Membaca Adalah Melawan: Perlawanan Sunyi Melawan Kebodohan di Era Digital
Prolite – Di tengah banjir informasi yang datang dari media sosial, internet, dan berbagai platform digital, kemampuan untuk berpikir kritis menjadi semakin penting. Informasi kini datang begitu cepat, tetapi tidak semuanya benar. Banyak berita palsu, manipulasi data, hingga narasi yang sengaja dibentuk untuk memengaruhi opini publik.
Di sinilah muncul sebuah kalimat yang cukup terkenal dalam dunia literasi Indonesia: “Membaca adalah melawan.” Ungkapan ini sering dikaitkan dengan sastrawan besar Indonesia, Pramoedya Ananta Toer.

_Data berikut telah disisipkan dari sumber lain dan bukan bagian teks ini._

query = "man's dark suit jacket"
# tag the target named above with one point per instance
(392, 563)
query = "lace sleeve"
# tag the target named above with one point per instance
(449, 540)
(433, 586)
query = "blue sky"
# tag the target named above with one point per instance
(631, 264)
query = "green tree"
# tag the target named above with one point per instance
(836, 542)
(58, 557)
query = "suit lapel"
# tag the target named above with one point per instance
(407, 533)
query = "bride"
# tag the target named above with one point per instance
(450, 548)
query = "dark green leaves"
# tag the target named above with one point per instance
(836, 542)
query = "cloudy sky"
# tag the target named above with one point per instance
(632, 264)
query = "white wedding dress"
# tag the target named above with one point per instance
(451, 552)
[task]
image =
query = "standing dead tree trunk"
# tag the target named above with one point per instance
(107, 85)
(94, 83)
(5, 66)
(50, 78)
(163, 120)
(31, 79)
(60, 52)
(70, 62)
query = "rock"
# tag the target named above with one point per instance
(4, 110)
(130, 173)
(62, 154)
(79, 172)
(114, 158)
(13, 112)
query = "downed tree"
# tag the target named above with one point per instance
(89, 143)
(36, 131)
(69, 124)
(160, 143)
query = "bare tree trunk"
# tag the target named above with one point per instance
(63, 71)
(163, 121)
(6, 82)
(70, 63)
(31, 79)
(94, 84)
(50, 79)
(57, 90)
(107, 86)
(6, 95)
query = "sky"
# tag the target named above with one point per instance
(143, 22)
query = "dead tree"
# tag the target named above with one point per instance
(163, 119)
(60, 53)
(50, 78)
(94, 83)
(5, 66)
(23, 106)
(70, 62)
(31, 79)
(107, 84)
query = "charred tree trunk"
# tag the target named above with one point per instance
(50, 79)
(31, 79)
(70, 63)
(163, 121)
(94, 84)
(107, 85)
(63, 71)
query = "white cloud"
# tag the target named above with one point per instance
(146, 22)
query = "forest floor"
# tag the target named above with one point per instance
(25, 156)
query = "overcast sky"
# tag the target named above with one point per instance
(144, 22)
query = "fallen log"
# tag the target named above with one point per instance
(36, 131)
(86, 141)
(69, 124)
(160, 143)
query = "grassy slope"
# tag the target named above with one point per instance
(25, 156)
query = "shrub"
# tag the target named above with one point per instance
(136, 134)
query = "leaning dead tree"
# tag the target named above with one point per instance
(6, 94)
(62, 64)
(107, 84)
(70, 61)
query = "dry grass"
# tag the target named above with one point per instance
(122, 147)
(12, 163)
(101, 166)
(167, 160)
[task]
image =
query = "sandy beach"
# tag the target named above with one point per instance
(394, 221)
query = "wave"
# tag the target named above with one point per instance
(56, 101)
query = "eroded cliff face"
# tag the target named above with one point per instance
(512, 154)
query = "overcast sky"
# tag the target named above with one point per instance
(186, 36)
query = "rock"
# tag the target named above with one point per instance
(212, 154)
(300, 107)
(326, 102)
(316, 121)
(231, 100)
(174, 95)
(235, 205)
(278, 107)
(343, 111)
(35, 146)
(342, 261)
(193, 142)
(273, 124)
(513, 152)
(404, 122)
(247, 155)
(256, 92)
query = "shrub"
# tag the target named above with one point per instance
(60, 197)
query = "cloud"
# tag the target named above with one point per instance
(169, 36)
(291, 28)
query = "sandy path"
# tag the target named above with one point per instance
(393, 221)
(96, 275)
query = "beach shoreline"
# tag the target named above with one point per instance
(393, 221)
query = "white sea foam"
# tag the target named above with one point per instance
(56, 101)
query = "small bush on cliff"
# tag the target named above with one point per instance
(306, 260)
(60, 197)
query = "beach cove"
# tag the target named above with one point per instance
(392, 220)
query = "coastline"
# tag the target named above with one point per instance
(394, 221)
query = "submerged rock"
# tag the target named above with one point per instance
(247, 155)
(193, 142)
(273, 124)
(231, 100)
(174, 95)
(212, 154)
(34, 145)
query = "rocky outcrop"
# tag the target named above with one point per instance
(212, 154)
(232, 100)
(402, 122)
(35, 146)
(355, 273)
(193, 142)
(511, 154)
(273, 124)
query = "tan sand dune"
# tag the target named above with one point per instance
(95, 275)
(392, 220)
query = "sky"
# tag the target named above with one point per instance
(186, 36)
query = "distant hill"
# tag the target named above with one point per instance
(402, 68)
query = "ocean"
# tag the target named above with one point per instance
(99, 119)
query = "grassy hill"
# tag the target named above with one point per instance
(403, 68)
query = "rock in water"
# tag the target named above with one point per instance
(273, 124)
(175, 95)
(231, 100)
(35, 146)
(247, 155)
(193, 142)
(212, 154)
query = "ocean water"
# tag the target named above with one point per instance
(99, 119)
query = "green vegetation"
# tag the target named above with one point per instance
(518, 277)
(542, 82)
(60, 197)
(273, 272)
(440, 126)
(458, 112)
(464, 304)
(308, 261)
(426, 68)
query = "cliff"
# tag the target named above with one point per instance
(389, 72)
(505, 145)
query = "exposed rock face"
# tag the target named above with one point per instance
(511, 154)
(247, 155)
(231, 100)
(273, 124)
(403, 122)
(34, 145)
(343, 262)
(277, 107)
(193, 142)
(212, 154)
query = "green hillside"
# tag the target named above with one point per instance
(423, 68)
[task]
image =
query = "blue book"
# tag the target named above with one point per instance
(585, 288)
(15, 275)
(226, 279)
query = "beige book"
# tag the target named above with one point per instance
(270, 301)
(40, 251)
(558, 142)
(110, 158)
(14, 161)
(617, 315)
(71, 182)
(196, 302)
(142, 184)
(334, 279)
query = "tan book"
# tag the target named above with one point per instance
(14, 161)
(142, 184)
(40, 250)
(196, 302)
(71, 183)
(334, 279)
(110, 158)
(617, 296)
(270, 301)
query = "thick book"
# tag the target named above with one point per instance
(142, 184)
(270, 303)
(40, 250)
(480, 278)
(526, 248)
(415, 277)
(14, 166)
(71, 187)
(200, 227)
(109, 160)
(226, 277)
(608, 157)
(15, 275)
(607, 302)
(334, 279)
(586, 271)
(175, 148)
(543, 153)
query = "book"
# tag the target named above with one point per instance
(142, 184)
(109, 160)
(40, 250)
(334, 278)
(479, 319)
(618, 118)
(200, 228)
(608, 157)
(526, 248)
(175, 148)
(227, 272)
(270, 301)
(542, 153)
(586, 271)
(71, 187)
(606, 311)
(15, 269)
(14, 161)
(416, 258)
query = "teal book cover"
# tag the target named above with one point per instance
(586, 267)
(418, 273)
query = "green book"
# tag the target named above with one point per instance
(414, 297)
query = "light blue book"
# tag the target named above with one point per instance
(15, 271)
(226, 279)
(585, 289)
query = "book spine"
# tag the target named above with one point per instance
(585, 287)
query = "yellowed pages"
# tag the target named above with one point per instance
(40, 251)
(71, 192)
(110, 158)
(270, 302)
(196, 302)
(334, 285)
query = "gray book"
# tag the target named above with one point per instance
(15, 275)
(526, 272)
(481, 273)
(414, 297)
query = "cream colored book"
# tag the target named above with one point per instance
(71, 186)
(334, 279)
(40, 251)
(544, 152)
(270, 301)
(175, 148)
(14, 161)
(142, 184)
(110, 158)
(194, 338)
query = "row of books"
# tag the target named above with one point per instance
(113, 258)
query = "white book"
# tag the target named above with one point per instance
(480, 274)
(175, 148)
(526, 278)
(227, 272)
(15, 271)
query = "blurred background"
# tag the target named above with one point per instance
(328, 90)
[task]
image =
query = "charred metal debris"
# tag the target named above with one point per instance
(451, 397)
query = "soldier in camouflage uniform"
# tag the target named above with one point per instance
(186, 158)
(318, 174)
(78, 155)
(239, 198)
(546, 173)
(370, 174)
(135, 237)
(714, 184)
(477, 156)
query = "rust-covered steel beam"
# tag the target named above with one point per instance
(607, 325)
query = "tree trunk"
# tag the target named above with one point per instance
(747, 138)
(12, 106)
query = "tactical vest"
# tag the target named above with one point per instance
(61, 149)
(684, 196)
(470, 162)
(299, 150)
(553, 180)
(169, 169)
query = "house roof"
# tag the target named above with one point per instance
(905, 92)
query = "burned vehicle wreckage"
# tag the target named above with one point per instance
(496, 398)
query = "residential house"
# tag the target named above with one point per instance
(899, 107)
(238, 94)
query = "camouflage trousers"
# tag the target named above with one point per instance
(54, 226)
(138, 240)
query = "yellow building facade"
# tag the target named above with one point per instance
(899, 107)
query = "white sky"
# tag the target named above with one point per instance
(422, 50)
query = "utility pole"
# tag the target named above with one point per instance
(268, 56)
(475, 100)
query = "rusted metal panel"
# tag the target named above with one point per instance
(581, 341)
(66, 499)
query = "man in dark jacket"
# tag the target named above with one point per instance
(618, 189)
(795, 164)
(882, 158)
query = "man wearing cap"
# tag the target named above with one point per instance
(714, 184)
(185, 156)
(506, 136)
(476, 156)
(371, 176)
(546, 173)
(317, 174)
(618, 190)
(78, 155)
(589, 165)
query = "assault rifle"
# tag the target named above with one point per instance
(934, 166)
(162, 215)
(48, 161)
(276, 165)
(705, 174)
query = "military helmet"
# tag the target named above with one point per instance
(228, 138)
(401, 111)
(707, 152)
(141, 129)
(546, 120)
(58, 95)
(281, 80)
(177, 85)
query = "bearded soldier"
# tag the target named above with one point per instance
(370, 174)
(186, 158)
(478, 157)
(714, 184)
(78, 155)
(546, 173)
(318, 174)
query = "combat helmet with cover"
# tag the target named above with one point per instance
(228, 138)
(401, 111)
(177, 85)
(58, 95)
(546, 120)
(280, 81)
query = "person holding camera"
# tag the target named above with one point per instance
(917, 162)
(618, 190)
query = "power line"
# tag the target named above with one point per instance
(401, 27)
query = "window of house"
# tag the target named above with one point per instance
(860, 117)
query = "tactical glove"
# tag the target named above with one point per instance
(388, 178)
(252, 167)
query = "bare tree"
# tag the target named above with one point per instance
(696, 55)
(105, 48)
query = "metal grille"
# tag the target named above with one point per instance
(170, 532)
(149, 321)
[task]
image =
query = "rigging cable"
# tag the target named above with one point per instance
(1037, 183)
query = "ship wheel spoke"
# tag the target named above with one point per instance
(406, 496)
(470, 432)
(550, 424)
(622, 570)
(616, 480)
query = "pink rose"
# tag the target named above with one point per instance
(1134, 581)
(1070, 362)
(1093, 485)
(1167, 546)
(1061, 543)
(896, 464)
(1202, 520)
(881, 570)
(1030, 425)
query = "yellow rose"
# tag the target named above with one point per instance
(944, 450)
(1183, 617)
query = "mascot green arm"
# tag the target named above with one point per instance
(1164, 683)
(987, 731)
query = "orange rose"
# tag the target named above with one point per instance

Makna dari kalimat tersebut bukanlah perlawanan dalam arti fisik, tetapi sebuah perlawanan intelektual. Membaca menjadi cara untuk melawan kebodohan, pembodohan, manipulasi informasi, serta berbagai bentuk ketidakadilan yang lahir dari kurangnya pengetahuan.
Melalui membaca, seseorang dapat memperluas wawasan, memahami sejarah, dan membangun kemampuan berpikir kritis. Buku bukan sekadar kumpulan halaman, tetapi juga sumber pengetahuan yang mampu mengubah cara seseorang memandang dunia.